Когда мы насладились близостью прекрасной реки, сели в вагон и поезд тронулся, Ярик рассказал нам замечательные вещи о волках, слышанные им от охотников во время промыслов здесь, на Ангаре.

Однажды стая волков бросилась догонять казака, и он от них латата. Но по зимнему снегу конь скоро стал приставать, и волки все близились и близились. Вдруг недалеко от дороги показалось полузанесенное снегом нежилое зимовье. Казак – туда и коня тоже в избу ввел: дворик был открытый, не оставлять же коня голодным волкам на съедение. Затворился казак с конем, привалил что-то к двери, стал прислушиваться. Ничего не было слышно. Ночь наступила. Развел огонек и тут слышит, что-то глухо так тукнулось, еще и еще. «Тук» было несколько раз, потом все совершенно стихло, и только всю ночь мышка скребла. Утром, когда рассвело, казак выходить боится, и, правда, страшно, а вдруг волки тут где-нибудь неподалеку залегли и выжидают. В маленькое окошко видна только дорога, и то небольшой кусок. Вот видит казак, на его счастье, по этой дороге едет крестьянин. Казак открыл окошко и просит крестьянина обойти избушку, посмотреть по следам, куда делись волки. Крестьянин слез с лошади, недолго ходил и зовет казака. Вылез казак. Крестьянин стоит с кнутиком и глядит вниз сверху во дворик. Взобрался туда казак и все сразу понял: это, что вчера вечером глухо тукало, то волки скакали вниз во дворик и теперь все с поджатыми хвостами, уткнув морды в землю, искоса изредка поглядывая, сидели там один к одному. Как раз возле дворика стояло высокое дерево. Казак сделал из веревки петлю, через сук перекинул, стал ловить и вешать волков, приговаривая: «Вот, голубчики, то вы меня ловили, а теперь переменилось навыворот, я вас ловлю».

Верно ли это было? Нам понравилось тем, что волчьи повадки представлены верно, да и каждый зверь, попадая в плен, делается как бы сам на себя непохож. Этим всем нам Ярик угодил, но Ведьмедь промолвил:

– Арап!

– Что ты сказал? – переспросил Ярик.

– Заливаешь, Степа.

Все заступились:

– Рассказ на ять!

– На большой палец!

– На два больших пальца! Давай еще что-нибудь!

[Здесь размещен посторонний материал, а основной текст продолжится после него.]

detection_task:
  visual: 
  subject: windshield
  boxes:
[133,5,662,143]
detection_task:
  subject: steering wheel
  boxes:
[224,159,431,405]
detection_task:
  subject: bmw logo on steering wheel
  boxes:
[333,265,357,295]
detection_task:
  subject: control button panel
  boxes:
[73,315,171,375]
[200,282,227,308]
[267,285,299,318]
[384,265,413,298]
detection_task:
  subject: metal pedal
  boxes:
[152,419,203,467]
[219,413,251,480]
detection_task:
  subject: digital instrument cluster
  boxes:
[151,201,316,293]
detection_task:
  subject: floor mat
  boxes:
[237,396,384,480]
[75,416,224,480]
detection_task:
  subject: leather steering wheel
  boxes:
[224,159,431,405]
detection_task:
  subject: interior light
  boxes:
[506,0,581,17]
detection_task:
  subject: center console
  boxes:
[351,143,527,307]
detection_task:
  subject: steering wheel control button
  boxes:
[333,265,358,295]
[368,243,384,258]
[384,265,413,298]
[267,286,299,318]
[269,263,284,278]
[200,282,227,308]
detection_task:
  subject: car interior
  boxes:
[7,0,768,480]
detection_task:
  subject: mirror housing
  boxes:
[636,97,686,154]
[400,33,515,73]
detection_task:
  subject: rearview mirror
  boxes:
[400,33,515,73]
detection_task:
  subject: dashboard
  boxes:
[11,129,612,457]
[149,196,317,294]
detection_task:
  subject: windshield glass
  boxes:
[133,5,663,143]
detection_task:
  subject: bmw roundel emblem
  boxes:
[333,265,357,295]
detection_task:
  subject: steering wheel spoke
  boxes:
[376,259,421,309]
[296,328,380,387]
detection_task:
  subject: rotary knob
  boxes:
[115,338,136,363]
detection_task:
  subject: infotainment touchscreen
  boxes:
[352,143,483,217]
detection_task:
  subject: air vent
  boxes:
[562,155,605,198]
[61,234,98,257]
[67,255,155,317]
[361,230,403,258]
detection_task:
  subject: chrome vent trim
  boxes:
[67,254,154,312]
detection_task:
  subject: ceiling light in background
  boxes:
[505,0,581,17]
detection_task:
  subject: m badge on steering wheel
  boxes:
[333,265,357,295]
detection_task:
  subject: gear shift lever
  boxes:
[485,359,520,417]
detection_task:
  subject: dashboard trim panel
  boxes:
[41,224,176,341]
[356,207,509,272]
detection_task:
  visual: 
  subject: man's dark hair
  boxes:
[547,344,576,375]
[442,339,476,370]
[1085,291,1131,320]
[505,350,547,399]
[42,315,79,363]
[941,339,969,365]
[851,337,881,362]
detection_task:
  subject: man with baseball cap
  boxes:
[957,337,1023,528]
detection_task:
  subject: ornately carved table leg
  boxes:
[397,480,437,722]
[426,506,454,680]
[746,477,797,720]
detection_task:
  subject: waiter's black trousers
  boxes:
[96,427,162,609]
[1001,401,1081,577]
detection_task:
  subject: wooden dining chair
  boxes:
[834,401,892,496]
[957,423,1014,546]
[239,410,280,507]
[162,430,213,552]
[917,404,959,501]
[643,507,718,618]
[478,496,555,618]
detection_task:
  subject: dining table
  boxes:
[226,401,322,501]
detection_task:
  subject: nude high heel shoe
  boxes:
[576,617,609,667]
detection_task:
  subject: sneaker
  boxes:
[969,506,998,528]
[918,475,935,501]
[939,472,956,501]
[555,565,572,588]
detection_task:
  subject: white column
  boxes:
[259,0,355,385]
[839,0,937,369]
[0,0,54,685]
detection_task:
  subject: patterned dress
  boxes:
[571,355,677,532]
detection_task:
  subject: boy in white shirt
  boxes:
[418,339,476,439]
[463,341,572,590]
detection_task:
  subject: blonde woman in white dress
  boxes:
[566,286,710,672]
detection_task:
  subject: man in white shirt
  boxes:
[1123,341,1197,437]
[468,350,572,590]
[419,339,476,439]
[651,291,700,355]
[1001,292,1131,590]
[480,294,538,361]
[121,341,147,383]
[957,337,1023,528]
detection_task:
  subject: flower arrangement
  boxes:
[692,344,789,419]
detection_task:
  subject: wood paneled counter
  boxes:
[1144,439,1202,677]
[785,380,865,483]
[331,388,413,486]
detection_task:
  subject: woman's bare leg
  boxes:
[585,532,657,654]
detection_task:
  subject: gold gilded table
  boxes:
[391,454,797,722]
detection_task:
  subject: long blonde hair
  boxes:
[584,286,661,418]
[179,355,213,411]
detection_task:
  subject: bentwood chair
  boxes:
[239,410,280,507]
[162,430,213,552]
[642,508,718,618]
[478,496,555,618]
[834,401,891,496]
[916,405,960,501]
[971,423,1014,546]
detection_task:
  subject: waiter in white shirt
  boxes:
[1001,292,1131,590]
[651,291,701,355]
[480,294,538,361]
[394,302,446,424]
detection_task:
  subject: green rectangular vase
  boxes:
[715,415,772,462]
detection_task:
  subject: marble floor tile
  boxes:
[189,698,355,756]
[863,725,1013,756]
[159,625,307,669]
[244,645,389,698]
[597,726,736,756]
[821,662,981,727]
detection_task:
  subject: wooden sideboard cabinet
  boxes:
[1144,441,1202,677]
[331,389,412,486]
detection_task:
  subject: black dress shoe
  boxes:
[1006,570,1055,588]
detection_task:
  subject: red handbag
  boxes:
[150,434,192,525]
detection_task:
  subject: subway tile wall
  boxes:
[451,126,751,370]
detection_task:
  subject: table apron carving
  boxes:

– Сам ты арап! – победоносно ответил Ярик и снова принялся рассказывать.

XX. Таинственный ящик

Однажды на известной волчьей охоте с поросенком вывалился охотник из саней так, что ящик с поросенком, падая, одновременно прикрыл поросенка и охотника. Волки, конечно, сразу расчуяли добычу под ящиком и окружили его со всех сторон, чтобы живое не могло никуда от них убежать. Охотник тоже башковитый был человек, сообразил: поросенка он потихоньку отдаст им из-под ящика, волки подумают, все тут, займутся, а он за это время что-нибудь еще придумает. Вот выпихнул он поросенка, а сам пополз в сторону, прикрываясь ящиком, как черепаха. Волки вмиг разорвали поросенка и сразу же обратили внимание на уползающий ящик. Бросились, окружили, а башковитый охотник, поняв над собою волков, выдумал уходить от них не в сторону, а вниз. Сугробы снега были в ту зиму огромные, вот он и стал зарываться в сугроб, а ящик, конечно, понемногу вслед за ним опускаться. Есть у зверей много того, что мы зовем у людей суеверием. Беги ящик в сторону, все понятно бы было, а ящик стал вниз уходить… Как это понять? Волки окружили ящик, свесили языки, так и этак скосят морды, ящик все глубже и глубже. Ну, делать нечего, подобрали волки языки, стали в очередь, старший помочил ящик, за ним другой, третий. А тут и помощь подоспела.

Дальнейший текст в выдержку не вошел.